The lack of doc is frustrating and make using the DSL much harder than it needs to be. Here a couple hints that might help.

  1. The intelliJ IDE, after you load the pom.xml, provides hinting and have very good lint checking to help catch errors before committing. Also, buried in the Maven menus is a option to "Generate" a configuration which essentially does the same thing that server does and catches most errors the server would throw.
  2. I have a test teamcity project with no restrictions. In this project I can use the GUI to make changes and then examine the results. There are two ways I use this. The first is simply to make and save the change and the export the whole project as Kotlin (look for this under the actions menu of the project, it is not shown in the buildTypes action menu). The other way is to look for the "DSL" button in the GUI. There are many settings that, before they are saved, can show you the resulting Kotlin. This allows me to get a quick peek on what the setting should look like and even allows me to make a copy so I can paste in the code in the .teamcity directory.

Hope that helps.

jisasava commented 4 years ago

@timdaman I also agree with your opinion of struggling with simple task as this is not relevant to other CI clients (such as Github CI, Jenkins or Gitlab CI).

  1. Can you please elaborate more on that? If it is not possible to use such setup for my project in Android Studio then maybe it is possible in IntelliJ Idea. Unfortunately I was trying without luck in IntealliJ Idea Community edition. After right-clicking on the .teamcity folder and choosing "add as Maven" I encounter another error, IDE cannot resolve the jetbrains import packages and the Libraries are also not present. You can find the project here: https://github.com/jisasava/KotlinTeamcityDSL. Is it possible to configure this project to be working as expected in IntelliJ?

  2. This approach is something which does actually makes the main purpose of configuration as code not useful. This "configuration as code" should be the main trait of switching from TeamCity control panel in web (GUI) to the code. As you describe I would still need to work with TeamCity UI mainly, and just copy pasting the configuration as a plain text (code). Thank you for your engagement to my question I really appreciate it.

timdaman commented 4 years ago

I am short on time so I am not going to write a detailed answer right now.

You issue with adding the Maven project is probably related to the teamcity-server config in the pom.xml.

To initially create a project it is best to download a empty one from the TeamCity server in question. There are a couple reasons.

  1. There are several versions of the DSL/API. When you download the the settings as generated on the server it will automatically set this to a version supported by the server.

  2. The TeamCity server runs a secret Maven server. In the pom.xml the server generates it sets paths to download the libraries from itself. I noticed when looking at your linked pom.xml it is referencing http://localhost:8111/app/dsl-plugins-repository. If you did use the server to generate this pom.xml ensure that the server is running and reachable at the address configured in the pom.xml when you are importing/adding it.
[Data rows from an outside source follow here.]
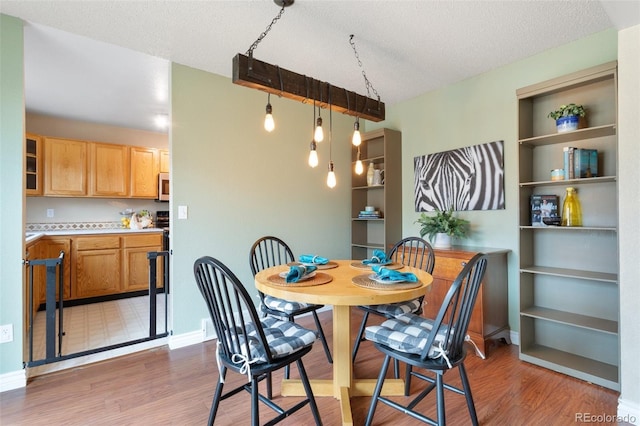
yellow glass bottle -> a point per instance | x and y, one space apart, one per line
571 210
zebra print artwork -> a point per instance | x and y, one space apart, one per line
470 178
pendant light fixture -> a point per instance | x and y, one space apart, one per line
331 176
356 140
313 154
318 136
269 124
359 166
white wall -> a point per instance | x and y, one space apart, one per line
629 206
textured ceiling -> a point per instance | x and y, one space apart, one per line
76 65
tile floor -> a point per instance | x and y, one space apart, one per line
102 324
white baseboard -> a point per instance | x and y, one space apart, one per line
13 380
515 337
628 412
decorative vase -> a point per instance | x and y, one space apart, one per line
370 173
442 240
571 210
567 124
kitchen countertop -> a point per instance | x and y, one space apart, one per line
32 236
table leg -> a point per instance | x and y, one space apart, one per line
343 386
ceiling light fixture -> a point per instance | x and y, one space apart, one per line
313 154
269 124
331 176
256 74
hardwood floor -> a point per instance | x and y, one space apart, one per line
161 387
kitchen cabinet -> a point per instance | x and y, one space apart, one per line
490 317
97 266
66 167
48 248
383 149
109 168
136 264
164 161
33 164
144 172
569 296
33 251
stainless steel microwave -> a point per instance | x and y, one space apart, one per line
163 186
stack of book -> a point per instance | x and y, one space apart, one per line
375 214
580 163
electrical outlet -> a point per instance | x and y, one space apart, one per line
6 333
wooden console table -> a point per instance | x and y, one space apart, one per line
490 318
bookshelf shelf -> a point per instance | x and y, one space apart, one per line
569 296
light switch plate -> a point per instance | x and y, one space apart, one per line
182 212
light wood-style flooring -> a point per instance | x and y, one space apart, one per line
174 387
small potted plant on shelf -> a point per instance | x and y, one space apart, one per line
442 227
567 117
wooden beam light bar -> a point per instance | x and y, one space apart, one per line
253 73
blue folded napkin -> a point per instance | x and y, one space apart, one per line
310 258
379 258
298 271
386 274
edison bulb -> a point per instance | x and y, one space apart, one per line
331 177
318 136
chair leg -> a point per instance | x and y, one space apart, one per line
467 394
440 399
322 338
396 369
309 392
269 386
356 344
216 396
407 380
377 390
255 414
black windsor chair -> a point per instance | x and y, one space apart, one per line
434 345
272 251
249 345
410 251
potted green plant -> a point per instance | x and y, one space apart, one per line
567 117
442 227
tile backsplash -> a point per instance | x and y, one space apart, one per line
71 226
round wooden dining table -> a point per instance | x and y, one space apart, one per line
341 284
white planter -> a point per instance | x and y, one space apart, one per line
442 241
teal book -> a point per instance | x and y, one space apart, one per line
585 163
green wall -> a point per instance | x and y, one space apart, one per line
240 182
484 109
11 198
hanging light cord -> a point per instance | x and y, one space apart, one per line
266 31
367 83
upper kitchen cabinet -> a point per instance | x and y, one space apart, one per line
33 164
164 161
66 167
109 170
144 172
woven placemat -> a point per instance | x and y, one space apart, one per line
329 265
360 265
364 281
319 278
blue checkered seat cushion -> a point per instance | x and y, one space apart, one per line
392 310
282 305
407 333
283 338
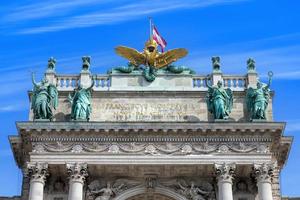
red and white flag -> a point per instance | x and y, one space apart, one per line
160 40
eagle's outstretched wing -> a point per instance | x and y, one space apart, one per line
131 54
168 57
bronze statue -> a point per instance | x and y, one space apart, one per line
81 102
44 98
257 99
219 101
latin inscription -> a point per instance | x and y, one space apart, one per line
146 111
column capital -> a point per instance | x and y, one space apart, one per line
225 172
37 172
77 171
263 172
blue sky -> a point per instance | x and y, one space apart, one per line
32 31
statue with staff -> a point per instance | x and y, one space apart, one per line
81 102
44 98
257 99
219 100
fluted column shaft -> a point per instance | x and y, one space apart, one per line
225 174
263 173
77 174
38 173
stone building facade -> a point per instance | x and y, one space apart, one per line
151 141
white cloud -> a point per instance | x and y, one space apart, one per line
43 9
293 125
116 14
16 106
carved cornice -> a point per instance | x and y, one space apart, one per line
225 172
138 127
264 172
37 172
169 148
77 172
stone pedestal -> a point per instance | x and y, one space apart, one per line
224 177
263 174
78 173
38 174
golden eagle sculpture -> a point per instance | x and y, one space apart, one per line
150 56
150 60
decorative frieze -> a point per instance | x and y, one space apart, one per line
77 171
264 172
148 148
37 172
225 172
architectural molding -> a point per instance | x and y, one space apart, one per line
77 171
37 171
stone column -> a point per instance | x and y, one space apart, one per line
38 173
77 174
263 173
85 74
225 174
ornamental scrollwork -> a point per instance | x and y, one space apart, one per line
152 148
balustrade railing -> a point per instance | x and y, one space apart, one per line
103 82
67 82
235 82
200 81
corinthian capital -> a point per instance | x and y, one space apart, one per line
264 172
225 171
77 171
37 171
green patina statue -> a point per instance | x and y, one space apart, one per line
219 101
44 98
251 65
150 61
81 102
216 64
257 99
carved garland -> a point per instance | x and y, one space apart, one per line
151 148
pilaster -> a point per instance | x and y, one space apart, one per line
263 173
77 174
38 173
225 173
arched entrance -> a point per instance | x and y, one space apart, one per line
150 197
141 193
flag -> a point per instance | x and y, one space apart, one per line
160 40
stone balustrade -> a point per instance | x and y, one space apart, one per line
198 82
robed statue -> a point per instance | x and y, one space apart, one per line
81 102
44 98
257 99
219 100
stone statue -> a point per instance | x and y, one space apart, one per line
219 101
258 98
44 98
81 102
193 192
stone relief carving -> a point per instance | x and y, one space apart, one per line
153 149
105 190
37 171
191 189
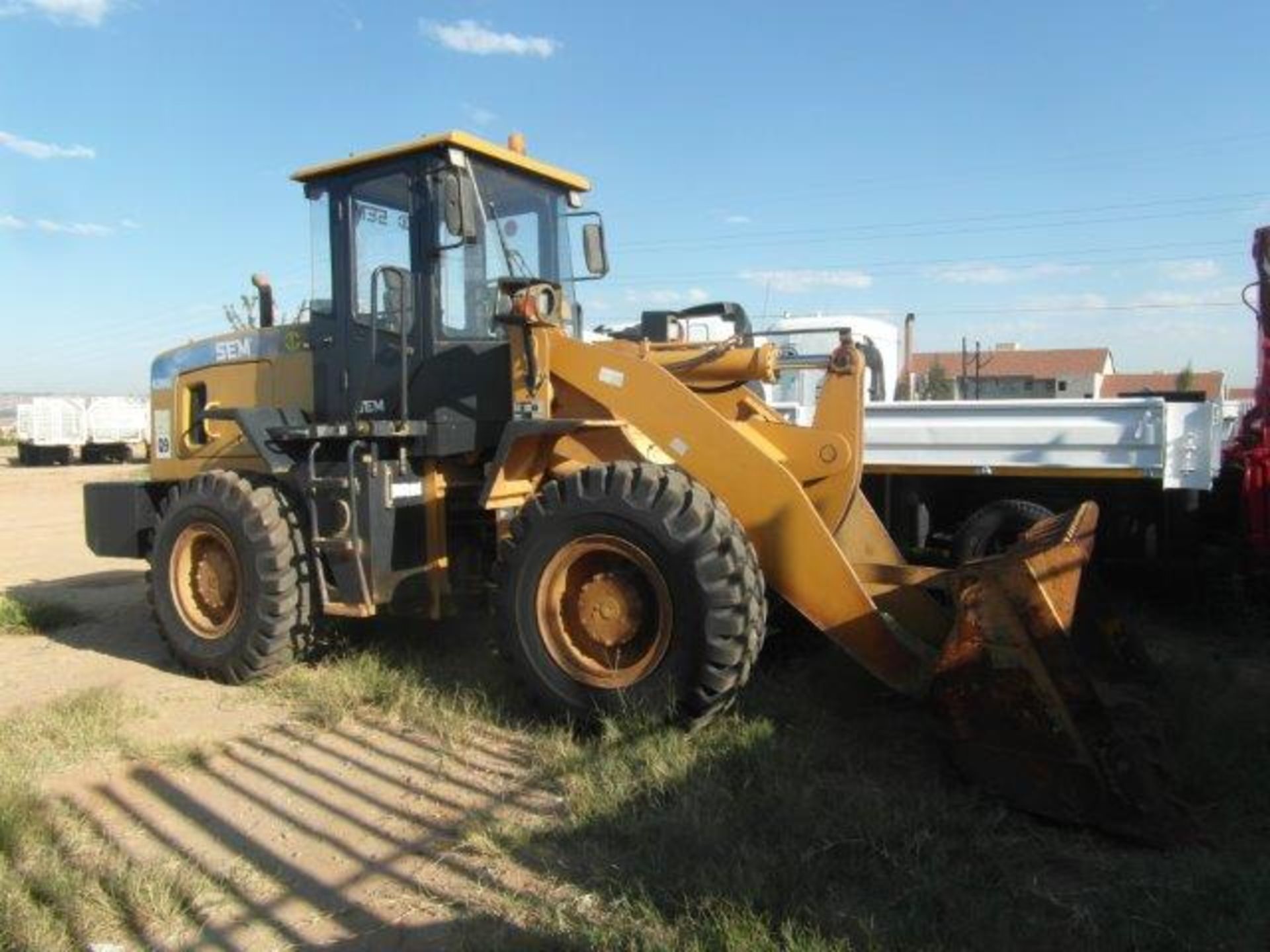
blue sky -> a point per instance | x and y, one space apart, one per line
1071 175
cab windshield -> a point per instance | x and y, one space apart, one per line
521 234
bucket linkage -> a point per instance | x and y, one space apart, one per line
1043 698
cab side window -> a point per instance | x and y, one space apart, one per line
381 243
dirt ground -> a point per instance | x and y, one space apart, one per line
44 557
342 838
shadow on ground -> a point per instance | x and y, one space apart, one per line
817 816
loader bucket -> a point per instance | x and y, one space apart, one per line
1040 702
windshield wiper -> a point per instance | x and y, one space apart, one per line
509 254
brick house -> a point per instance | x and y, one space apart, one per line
1009 372
1212 383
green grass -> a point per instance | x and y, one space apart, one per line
820 814
63 883
31 617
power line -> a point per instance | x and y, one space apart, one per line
904 230
919 264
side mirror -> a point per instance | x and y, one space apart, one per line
456 207
396 313
593 249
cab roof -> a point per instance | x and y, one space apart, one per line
454 139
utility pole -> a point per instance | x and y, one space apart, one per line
964 375
978 366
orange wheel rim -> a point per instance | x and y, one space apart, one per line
603 611
206 580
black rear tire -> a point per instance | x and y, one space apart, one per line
262 532
996 527
709 569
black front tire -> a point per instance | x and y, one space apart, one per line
996 527
708 564
275 619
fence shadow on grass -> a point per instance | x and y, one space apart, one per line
351 838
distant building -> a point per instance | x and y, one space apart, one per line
1210 383
1009 372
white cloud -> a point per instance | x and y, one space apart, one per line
83 229
1064 302
667 298
472 37
78 13
479 114
988 273
1194 270
1177 299
32 149
799 281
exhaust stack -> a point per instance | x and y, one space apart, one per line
261 282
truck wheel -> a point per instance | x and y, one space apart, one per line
630 586
230 578
995 528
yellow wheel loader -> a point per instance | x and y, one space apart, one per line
439 424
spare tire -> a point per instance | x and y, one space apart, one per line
995 528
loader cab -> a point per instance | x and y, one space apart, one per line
409 245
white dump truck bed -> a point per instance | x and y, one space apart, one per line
52 422
118 420
1176 444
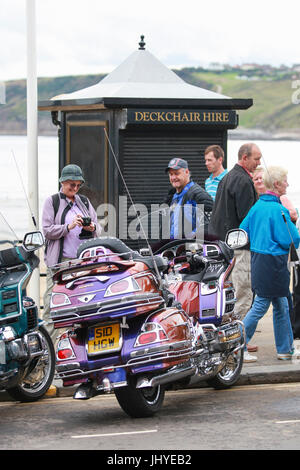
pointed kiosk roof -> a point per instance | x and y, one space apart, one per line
143 79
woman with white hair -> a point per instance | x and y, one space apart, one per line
271 231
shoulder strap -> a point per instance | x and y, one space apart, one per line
85 200
55 202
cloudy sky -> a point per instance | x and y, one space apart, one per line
94 36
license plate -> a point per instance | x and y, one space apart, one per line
104 338
231 334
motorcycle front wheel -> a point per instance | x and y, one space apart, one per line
140 402
38 377
230 373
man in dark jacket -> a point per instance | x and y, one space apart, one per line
235 197
188 202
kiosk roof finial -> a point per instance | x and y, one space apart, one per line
142 44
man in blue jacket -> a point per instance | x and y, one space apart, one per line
189 203
271 232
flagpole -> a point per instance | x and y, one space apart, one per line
32 134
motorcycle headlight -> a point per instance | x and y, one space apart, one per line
58 300
123 286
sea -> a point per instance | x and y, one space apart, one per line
14 208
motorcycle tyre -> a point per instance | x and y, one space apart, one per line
137 403
219 383
20 393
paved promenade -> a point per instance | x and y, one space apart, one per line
267 369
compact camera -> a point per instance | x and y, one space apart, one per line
86 221
85 234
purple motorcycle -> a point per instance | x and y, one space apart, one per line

jisasava commented 4 years ago

@timdaman Hello, thanks again for your answer. I've tried to firstly run the server as you suggested (I am using docker image and configuration exact as described here: https://nad.dev/posts/2020/01/06/teamcity-server-agent-docker.html

I've just tried to open an alone .teamcity folder in the IntelliJ Idea Community Edition. Unfortunately still I cannot setup it properly, I am getting unresolved errors:

Screenshot 2020-07-15 at 22 24 39

Maybe you can describe me the exact steps how can I run the code in IntelliJ?